AI4Bharat / IndicTrans2

Translation models for 22 scheduled languages of India
https://ai4bharat.iitm.ac.in/indic-trans2
MIT License
214 stars 59 forks source link

For Odia translations model is generating ଯ଼ in results which is not existing alphabet in Odia language. #82

Closed Sab8605 closed 2 months ago

Sab8605 commented 2 months ago

For Odia translations model is generating ଯ଼ in results which is not existing alphabet in Odia language. I have try all the available models Distilled both versions as well as Original both versions. How to solve this?

prajdabre commented 2 months ago

This is not the right way to open an issue.

You should:

  1. Specify your use case.
  2. Share your code snippet.
  3. Share an example input and the desired output.
Sab8605 commented 2 months ago

I understand the need for clarity when opening an issue. Here are the details you requested:

  1. I am using the IndicTrans2 model for translation of English to Odia.
  2. Example : For some of translations model generates ଯ଼ alphabets in responses which is not exist in Odia language. ଯ with the dot under it is not a character in Odia and instead should be replaced with ୟ.

input : Local media reports an airport fire vehicle rolled over while responding. output : ସ୍ଥାନୀଯ଼ ଗଣମାଧ୍ଯ଼ମ ରିପୋର୍ଟ କରିଛି ଯେ ପ୍ରତିକ୍ରିଯ଼ା ଦେବା ସମଯ଼ରେ ଏକ ବିମାନ ବନ୍ଦର ଅଗ୍ନିଶମ ଗାଡି ଓଲଟି ପଡ଼ିଥିଲା।

input: British newspaper The Guardian suggested Deutsche Bank controlled roughly a third of the 1200 shell companies used to accomplish this. output:ବ୍ରିଟିଶ ଖବରକାଗଜ ଦି ଗାର୍ଡିଆନ୍ ପରାମର୍ଶ ଦେଇଛି ଯେ ଡଏଚ୍ ବ୍ଯ଼ାଙ୍କ 1200 ଟି ନକଲି କମ୍ପାନୀ ମଧ୍ଯ଼ରୁ ପ୍ରାଯ଼ ଏକ ତୃତୀଯ଼ାଂଶକୁ ନିଯ଼ନ୍ତ୍ରଣ କରିଥିଲା।

PranjalChitale commented 2 months ago

Please check the following commit, this has been resolved if you use our inference pipeline.

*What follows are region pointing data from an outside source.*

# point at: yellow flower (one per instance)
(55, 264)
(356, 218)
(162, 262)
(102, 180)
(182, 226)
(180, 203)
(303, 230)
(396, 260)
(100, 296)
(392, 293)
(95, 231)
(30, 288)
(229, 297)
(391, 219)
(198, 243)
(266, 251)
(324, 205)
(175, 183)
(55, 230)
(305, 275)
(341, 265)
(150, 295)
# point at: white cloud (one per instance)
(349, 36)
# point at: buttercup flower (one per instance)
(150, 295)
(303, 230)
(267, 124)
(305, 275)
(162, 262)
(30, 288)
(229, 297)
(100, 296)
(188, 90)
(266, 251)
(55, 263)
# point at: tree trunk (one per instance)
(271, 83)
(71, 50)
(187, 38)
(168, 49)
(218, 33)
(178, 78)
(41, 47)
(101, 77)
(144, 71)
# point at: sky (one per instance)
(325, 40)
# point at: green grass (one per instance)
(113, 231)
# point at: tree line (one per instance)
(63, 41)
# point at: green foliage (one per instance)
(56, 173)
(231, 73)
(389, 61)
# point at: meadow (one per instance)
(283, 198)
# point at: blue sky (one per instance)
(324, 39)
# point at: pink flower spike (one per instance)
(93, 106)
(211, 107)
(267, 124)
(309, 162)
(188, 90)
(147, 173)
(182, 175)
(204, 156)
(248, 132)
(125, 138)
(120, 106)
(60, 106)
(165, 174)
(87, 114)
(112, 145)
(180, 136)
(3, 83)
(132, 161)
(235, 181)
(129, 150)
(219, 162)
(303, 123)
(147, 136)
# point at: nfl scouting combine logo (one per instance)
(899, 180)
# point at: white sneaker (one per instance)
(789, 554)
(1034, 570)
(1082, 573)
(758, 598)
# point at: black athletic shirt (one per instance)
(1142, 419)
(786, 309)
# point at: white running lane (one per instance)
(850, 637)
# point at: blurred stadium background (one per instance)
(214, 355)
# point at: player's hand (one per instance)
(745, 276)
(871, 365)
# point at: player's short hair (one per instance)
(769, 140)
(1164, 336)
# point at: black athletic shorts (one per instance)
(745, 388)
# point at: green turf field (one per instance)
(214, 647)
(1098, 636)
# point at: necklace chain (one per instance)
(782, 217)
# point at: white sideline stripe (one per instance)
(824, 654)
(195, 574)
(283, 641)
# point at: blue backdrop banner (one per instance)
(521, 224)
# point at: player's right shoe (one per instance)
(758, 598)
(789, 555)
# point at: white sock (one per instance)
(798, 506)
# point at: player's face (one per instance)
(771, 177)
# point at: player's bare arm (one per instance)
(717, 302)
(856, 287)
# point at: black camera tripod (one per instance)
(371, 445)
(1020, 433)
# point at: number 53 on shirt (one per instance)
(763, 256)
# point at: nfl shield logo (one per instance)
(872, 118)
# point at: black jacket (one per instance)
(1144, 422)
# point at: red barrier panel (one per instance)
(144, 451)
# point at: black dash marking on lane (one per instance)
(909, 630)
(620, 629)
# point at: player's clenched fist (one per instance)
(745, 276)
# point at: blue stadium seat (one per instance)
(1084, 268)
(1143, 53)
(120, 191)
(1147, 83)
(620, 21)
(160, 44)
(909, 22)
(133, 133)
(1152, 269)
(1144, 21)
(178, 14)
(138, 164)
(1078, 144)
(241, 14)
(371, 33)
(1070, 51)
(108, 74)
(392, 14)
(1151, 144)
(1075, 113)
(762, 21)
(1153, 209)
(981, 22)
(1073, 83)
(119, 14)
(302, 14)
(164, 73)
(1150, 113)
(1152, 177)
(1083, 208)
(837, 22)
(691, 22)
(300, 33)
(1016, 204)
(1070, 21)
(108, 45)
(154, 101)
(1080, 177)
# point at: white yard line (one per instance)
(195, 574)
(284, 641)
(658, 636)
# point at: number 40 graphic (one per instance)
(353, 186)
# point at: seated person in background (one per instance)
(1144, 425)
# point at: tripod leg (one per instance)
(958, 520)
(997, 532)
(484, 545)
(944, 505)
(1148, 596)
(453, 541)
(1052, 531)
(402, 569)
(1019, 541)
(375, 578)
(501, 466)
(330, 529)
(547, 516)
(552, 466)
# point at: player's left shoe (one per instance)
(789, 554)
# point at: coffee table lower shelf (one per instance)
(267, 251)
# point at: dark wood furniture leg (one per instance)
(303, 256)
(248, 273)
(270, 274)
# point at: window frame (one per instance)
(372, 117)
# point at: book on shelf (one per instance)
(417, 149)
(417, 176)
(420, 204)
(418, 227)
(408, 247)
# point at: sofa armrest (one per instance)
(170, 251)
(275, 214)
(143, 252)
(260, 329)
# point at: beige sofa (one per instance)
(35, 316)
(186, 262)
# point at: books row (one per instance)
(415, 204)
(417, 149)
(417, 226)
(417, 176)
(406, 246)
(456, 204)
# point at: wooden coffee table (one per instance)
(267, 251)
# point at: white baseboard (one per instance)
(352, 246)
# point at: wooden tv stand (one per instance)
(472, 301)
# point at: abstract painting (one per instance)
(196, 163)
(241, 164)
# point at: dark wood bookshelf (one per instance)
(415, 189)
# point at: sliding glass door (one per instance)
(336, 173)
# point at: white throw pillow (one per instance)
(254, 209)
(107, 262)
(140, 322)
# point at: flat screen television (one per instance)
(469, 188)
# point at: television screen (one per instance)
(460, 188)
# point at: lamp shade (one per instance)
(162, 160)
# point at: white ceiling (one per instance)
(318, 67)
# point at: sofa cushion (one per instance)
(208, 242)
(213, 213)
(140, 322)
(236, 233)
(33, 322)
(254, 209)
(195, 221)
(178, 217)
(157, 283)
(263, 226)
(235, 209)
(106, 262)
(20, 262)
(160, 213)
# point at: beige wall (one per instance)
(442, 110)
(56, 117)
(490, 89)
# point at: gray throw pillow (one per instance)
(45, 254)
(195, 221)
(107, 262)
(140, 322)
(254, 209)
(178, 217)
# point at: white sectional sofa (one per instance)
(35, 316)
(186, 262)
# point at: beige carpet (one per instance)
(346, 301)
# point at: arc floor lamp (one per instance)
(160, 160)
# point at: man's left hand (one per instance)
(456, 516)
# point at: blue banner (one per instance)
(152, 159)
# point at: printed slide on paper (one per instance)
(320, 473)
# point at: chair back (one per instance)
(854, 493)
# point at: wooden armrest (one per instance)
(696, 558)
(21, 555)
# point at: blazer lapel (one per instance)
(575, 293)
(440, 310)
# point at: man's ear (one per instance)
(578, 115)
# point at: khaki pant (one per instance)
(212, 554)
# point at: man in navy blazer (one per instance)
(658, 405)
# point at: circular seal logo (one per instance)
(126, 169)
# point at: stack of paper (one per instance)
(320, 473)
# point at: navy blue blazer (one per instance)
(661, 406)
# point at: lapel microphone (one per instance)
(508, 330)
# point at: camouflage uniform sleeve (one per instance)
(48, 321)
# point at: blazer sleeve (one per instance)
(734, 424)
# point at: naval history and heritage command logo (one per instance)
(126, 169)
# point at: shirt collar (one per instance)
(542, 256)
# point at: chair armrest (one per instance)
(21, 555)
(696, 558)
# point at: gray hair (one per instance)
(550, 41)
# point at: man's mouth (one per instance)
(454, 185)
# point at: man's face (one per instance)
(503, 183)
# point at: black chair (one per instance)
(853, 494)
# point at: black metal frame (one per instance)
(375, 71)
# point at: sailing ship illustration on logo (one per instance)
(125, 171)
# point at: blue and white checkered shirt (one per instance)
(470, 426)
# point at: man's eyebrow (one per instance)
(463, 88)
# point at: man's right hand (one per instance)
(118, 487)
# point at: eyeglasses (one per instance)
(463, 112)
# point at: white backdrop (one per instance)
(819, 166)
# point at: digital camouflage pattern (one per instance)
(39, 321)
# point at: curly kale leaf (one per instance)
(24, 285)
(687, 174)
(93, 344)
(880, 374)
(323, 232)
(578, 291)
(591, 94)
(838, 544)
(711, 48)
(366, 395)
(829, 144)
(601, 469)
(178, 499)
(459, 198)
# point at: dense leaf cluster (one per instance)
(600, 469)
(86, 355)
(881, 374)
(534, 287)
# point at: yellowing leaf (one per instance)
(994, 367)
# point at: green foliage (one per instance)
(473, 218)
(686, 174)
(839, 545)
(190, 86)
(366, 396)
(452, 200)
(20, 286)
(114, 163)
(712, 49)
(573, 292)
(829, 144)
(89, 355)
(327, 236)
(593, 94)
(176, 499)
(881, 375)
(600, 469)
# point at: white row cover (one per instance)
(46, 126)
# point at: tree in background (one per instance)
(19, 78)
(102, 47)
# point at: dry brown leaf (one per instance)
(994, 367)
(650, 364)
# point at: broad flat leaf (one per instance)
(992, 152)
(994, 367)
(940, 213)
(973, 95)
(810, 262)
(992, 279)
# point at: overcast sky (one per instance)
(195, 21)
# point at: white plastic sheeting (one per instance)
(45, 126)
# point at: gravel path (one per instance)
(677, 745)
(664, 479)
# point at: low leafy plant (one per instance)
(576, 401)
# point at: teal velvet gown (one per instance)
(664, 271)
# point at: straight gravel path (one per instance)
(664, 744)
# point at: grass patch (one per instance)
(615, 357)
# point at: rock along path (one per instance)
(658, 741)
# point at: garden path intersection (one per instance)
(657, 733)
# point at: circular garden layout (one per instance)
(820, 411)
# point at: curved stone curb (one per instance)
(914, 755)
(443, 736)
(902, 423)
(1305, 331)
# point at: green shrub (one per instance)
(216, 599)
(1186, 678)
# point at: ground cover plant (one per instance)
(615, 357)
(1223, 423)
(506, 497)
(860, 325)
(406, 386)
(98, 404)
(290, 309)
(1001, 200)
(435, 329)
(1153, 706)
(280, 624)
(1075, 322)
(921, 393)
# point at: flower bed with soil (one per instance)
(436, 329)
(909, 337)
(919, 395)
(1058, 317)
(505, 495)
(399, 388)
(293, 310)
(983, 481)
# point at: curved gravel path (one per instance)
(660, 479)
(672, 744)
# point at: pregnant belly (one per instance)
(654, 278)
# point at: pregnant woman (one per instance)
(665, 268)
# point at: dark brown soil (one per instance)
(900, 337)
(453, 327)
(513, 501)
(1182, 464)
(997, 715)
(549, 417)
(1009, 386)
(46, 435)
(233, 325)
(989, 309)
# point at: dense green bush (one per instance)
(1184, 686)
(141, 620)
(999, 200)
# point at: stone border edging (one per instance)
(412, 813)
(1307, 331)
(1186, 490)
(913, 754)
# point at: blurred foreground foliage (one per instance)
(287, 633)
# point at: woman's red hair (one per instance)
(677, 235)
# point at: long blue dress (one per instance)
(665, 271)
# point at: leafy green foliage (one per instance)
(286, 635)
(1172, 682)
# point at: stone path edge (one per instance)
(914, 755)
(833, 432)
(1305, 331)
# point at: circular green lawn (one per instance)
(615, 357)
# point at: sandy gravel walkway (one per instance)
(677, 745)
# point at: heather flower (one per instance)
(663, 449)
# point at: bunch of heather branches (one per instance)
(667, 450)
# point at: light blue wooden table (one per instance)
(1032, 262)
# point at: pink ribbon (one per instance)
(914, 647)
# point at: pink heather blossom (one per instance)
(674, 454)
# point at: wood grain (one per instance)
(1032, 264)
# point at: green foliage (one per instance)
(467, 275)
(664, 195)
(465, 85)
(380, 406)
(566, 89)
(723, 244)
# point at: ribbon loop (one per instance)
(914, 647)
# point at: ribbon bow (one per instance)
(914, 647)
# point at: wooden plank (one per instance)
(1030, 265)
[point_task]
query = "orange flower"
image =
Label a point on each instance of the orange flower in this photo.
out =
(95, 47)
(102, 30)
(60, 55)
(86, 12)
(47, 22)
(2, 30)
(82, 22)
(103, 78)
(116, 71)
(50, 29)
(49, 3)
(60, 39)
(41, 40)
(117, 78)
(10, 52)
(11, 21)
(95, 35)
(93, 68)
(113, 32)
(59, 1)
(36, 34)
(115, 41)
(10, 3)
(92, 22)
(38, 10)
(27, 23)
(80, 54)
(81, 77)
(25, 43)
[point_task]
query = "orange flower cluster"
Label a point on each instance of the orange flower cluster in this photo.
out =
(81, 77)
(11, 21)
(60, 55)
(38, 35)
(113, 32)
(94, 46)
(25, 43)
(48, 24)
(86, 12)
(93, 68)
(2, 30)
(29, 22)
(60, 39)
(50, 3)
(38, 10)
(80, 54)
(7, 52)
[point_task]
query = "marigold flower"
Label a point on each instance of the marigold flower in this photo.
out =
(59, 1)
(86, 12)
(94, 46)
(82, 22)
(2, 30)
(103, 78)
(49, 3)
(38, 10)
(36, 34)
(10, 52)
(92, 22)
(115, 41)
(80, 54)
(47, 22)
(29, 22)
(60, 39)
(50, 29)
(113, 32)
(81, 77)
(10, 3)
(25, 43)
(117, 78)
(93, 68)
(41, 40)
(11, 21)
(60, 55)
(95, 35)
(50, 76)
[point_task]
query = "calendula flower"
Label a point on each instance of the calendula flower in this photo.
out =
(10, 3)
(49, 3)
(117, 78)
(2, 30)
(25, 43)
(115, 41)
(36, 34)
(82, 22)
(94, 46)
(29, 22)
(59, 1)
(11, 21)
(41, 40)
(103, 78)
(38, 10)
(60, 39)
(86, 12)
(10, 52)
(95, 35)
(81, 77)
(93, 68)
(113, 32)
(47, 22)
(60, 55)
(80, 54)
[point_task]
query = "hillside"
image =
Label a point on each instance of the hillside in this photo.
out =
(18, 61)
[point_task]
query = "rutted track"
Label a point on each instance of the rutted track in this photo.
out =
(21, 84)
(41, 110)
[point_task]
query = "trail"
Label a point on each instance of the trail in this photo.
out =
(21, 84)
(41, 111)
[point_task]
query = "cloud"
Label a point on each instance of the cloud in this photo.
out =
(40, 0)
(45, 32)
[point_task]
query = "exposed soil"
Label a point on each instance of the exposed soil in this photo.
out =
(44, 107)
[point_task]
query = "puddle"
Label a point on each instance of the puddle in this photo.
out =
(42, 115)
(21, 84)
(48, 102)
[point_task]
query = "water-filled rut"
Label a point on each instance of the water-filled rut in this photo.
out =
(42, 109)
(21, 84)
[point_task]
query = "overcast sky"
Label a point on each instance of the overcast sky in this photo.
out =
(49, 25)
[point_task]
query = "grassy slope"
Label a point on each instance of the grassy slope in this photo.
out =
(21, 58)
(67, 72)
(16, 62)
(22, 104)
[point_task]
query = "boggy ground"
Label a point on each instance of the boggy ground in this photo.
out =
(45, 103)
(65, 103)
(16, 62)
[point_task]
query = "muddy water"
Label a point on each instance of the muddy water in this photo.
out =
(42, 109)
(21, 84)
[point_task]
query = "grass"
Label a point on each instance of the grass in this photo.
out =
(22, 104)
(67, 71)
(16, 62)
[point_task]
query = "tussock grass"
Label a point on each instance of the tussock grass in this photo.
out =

For a short-term fix, please make the necessary changes on your end.

For a permanent solution, the Unicode transliterator for Oriya in the IndicNLP library needs to be debugged, or a similar workaround can be implemented there as well.

Feel free to open a PR.

Sab8605 commented 2 months ago

Thanks for a quick response,

I have tried this changes but this not solved issue for me, as this changes replace before transliterator, But it solve me when I apply it after using transliterator. Please find code below,

if lang == "eng_Latn":
            for sent in sents:
                postprocessed_sents.append(self.en_detok.detokenize(sent.split(" ")))
        else:
            for sent in sents:
                outstr = indic_detokenize.trivial_detokenize(
                    self.xliterator.transliterate(sent, flores_codes[common_lang], flores_codes[lang]), flores_codes[lang]
                )
                # Oriya bug: indic-nlp-library produces ଯ଼ instead of ୟ when converting from Devanagari to Odia
                # TODO: Find out what's the issue with unicode transliterator for Oriya and fix it
                if lang_code == "ory":

                    outstr = outstr.replace("ଯ଼", 'ୟ')
                postprocessed_sents.append(outstr)

        return postprocessed_sents
    Thanks once again for solution.